BUENOS AIRES — When Javier Milei ran for Argentina’s Congress last year, he made pledges that seemed unlikely to win many votes in this historically profligate South American nation.
But one promise appears to have made an impact: If elected, Milei said, he would raffle off his monthly pay. “To me, that is dirty money,” he said. “From my philosophical point of view, the state is a criminal organization that is funded through taxes taken from people by force. We are giving back the money that the political caste has stolen.”
Since Milei took office in December, 2.4 million Argentines have registered for a chance to win his $3,200 paycheck in drawings that are streamed live on social media. Of perhaps greater consequence: The previously obscure politician, whose ideas fall mostly outside the political mainstream here, is the leading candidate in early polls for next year’s presidential election, with support from voters across the spectrum.
This nation of 45 million is deeply polarized between the left-wing Peronism of President Alberto Fernández and the center-right coalition founded by his predecessor, Mauricio Macri. The sides have delivered an economy beset by anemic growth, thin job creation and rampant inflation. Analysts say the rise of Milei suggests a new openness among beleaguered Argentines to a third way.
“Milei articulates people’s anger better than anyone else,” said Lucas Romero, the director of the Buenos Aries consulting firm Synopsis. “His verbiage against political leadership helps him build support grounded on poor economic results over the past decade.”
“... The ideology of a state-centric economy that has been so dominant in Argentina for over two decades is finally crumbling,” Romero said.
Librarian and bookseller Jorge Flores, 49, looks forward to voting for Milei for “cultural change.” He says the lawmaker’s emergence has lifted him spiritually. “Before he came along, an anarchist used to be an outcast who would be met with laughter,” he said. “But now, Milei is saying these things out loud: destroy the state, enter the system and blow it up from the inside.”
As president, Milei says, he would cut spending dramatically so he could reduce taxes. He would strengthen ties with the United States and other Western powers and draw support from allies who oppose the ideas of the left now rising in the region.
“Latin America has a way out only if it embraces ideas of liberty once again,” Milei told The Washington Post. He has said he would “cut off his own arm before raising taxes.”

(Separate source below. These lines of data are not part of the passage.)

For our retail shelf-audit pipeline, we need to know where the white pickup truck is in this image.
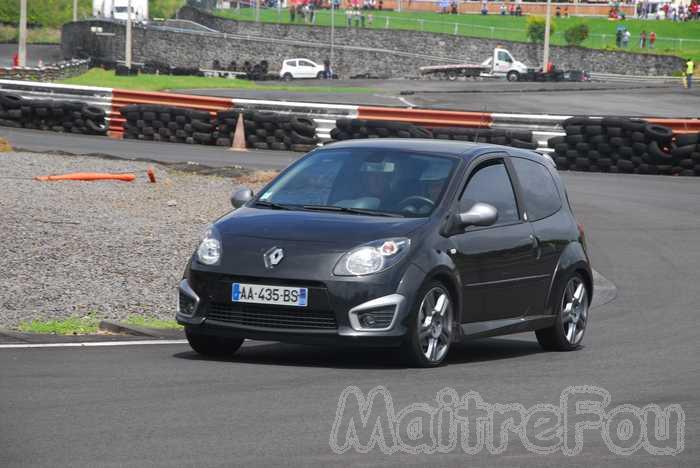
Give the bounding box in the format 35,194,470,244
420,47,531,81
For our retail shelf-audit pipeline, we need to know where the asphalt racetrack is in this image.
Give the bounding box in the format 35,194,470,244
178,79,700,118
0,130,700,467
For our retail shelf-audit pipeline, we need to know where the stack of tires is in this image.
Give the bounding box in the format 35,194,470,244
548,117,700,176
0,92,107,135
331,119,537,149
120,105,218,145
235,110,319,152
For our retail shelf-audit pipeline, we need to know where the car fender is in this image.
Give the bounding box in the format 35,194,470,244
545,241,593,314
399,238,462,323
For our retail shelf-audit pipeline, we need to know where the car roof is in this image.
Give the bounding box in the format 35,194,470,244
324,138,551,165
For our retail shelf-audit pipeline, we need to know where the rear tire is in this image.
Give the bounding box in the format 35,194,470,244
185,329,244,357
402,281,455,367
535,273,589,351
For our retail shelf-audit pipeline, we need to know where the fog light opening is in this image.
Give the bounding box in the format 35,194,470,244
360,314,377,328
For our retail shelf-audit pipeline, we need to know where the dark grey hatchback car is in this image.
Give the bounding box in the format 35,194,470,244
177,139,593,367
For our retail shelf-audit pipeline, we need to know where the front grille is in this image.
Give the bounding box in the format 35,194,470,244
206,303,337,330
179,291,196,316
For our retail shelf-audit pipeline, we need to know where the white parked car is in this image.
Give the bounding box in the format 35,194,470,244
280,59,323,81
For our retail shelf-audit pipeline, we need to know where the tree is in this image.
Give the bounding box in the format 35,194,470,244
564,23,588,45
526,16,556,42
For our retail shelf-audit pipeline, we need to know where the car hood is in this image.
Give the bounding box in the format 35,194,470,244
216,208,428,249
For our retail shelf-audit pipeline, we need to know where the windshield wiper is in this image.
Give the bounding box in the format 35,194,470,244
254,200,292,210
303,205,404,218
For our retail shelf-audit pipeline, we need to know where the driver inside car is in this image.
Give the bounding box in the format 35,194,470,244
335,161,395,210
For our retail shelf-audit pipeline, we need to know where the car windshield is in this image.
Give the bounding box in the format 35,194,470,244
256,148,457,217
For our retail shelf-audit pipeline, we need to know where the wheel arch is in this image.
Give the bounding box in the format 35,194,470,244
545,241,593,314
425,267,462,323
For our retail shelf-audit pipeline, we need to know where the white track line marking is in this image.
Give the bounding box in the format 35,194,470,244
0,340,187,349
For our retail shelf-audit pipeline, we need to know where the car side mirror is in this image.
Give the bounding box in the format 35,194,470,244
457,203,498,228
231,187,253,208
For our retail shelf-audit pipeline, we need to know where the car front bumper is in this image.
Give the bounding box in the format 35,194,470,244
176,265,424,346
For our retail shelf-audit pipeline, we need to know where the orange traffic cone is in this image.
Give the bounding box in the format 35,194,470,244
231,113,248,151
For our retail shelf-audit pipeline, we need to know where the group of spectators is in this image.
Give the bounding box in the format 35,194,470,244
289,0,384,27
615,26,656,49
494,3,524,16
637,0,700,21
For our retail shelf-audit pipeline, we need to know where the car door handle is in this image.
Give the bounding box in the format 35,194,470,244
530,234,542,260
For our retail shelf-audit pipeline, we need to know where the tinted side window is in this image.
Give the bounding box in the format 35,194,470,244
512,158,561,221
459,161,520,224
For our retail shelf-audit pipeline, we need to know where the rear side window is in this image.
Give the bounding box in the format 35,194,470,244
512,158,561,221
459,161,520,224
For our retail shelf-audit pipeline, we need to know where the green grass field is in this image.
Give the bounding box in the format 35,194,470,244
60,68,372,93
17,314,182,335
216,8,700,61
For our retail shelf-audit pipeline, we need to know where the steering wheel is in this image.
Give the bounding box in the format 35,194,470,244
399,195,435,212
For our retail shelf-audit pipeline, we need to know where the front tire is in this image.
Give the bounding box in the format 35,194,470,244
535,273,589,351
185,328,244,357
403,281,454,367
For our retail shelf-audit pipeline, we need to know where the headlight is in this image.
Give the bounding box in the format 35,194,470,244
197,225,221,265
333,237,411,276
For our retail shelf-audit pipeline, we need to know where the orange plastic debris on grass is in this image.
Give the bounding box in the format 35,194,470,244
35,172,136,182
146,167,156,184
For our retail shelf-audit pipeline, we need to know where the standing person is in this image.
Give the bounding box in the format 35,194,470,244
323,59,333,80
685,58,695,89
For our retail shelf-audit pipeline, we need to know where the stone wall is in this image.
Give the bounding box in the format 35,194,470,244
62,7,683,78
0,60,90,81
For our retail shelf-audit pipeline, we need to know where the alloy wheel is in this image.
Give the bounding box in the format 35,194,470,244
561,276,588,346
418,287,453,363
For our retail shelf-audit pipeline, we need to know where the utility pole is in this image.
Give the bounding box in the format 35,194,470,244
124,0,131,70
542,0,552,72
330,0,335,68
17,0,27,67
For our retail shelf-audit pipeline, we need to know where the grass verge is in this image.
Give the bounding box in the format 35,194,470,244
17,315,100,335
60,68,372,93
17,314,182,335
215,8,700,61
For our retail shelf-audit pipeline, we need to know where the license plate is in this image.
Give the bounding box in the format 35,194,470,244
231,283,309,307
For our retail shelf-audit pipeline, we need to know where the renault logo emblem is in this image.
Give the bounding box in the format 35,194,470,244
263,247,284,268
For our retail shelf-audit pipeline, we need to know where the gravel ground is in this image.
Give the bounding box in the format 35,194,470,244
0,153,276,327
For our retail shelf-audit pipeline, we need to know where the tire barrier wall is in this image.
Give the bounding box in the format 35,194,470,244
120,104,319,152
0,80,700,159
331,119,537,150
0,91,107,135
548,117,700,176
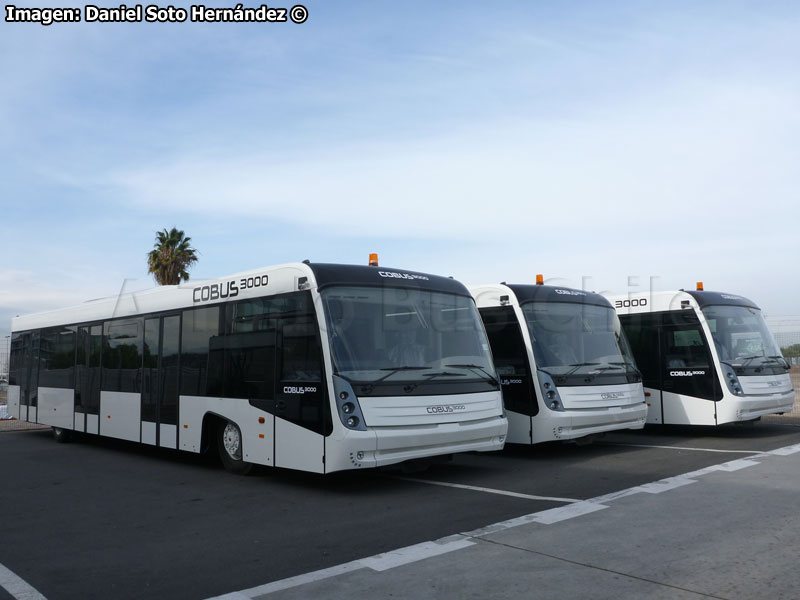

Milei is perhaps the most radical member of a group of libertarians who made gains in 2021 midterm elections. It was the first time in decades that the limited-government philosophy drew sizable support, a surprise in a country long ruled by variants of left-wing Peronism.
For publicist Thomas Finsterbusch, 42, it’s the only solution. “Many people believe that the state has to take care of everything,” he said. “But in the end, all it does is step on our heads with all its weight. It is time for a counterrevolution.”
Milei’s rise has been aided by widespread feelings of pessimism and apathy. The country has completed a deal with the International Monetary Fund to avert the latest in a series of defaults, but monthly inflation of 6.7 percent in March suggests that price pressures are only worsening. Polls indicate majorities of Argentines think the economy will be worse a year from now and expect their children to be worse off in the future.
“Today, Milei is a repository of people’s frustrations,” said Mariel Fornoni, the director of the Buenos Aires polling firm Management & Fit. “Expectations are incredibly low. Every single political leader that we measure has a very bad public image, and that is something that I’ve never seen in ages.”
Milei has drawn support from across the political spectrum — even among low-income Argentines, who traditionally have been a reliable base for the Peronistas. In Barrio Padre Mugica, a shantytown in Buenos Aires, his Freedom Advances coalition drew as much as 17.2 percent support last year.
But with no segment have Milei’s ideas caught on as with the young. He draws crowds to public lectures and social media, where influencers spread and amplify his ideas.
Flores, the librarian, was surprised a couple of years ago as he saw boys as young as 11 buying books that Milei recommended on television. “It is the first time that I see children buy texts of [Nobel Prize-winning economist Friedrich] Hayek as if they were fanatic philosophy readers,” he said. “These are all dense books, extremely hard to read. I have rarely seen that level of enthusiasm.”
It’s unclear whether support for Milei will hold through the election in October 2023. The economy could stabilize. His aggressive, abrasive manner could wear thin. The economy could improve.
“I am among those who think that Milei’s chances are real,” said the political scientist Ana Iparraguirre. “And what worries me the most is that this virulent speech, with anti-democratic strains, could produce long-term scars that are more serious than whoever wins.”
Martín De Bernardis voted for Fernández in 2019 and Macri in 2015. Both disappointed him. Now the 24-year-old insurance company worker is considering emigrating. But first, he’ll cast a ballot.
“I can’t see a future for me in Argentina,” he said. “Politicians just remember us when it’s time to vote. For me, it is either Milei or a one-way ticket. He is my last hope.”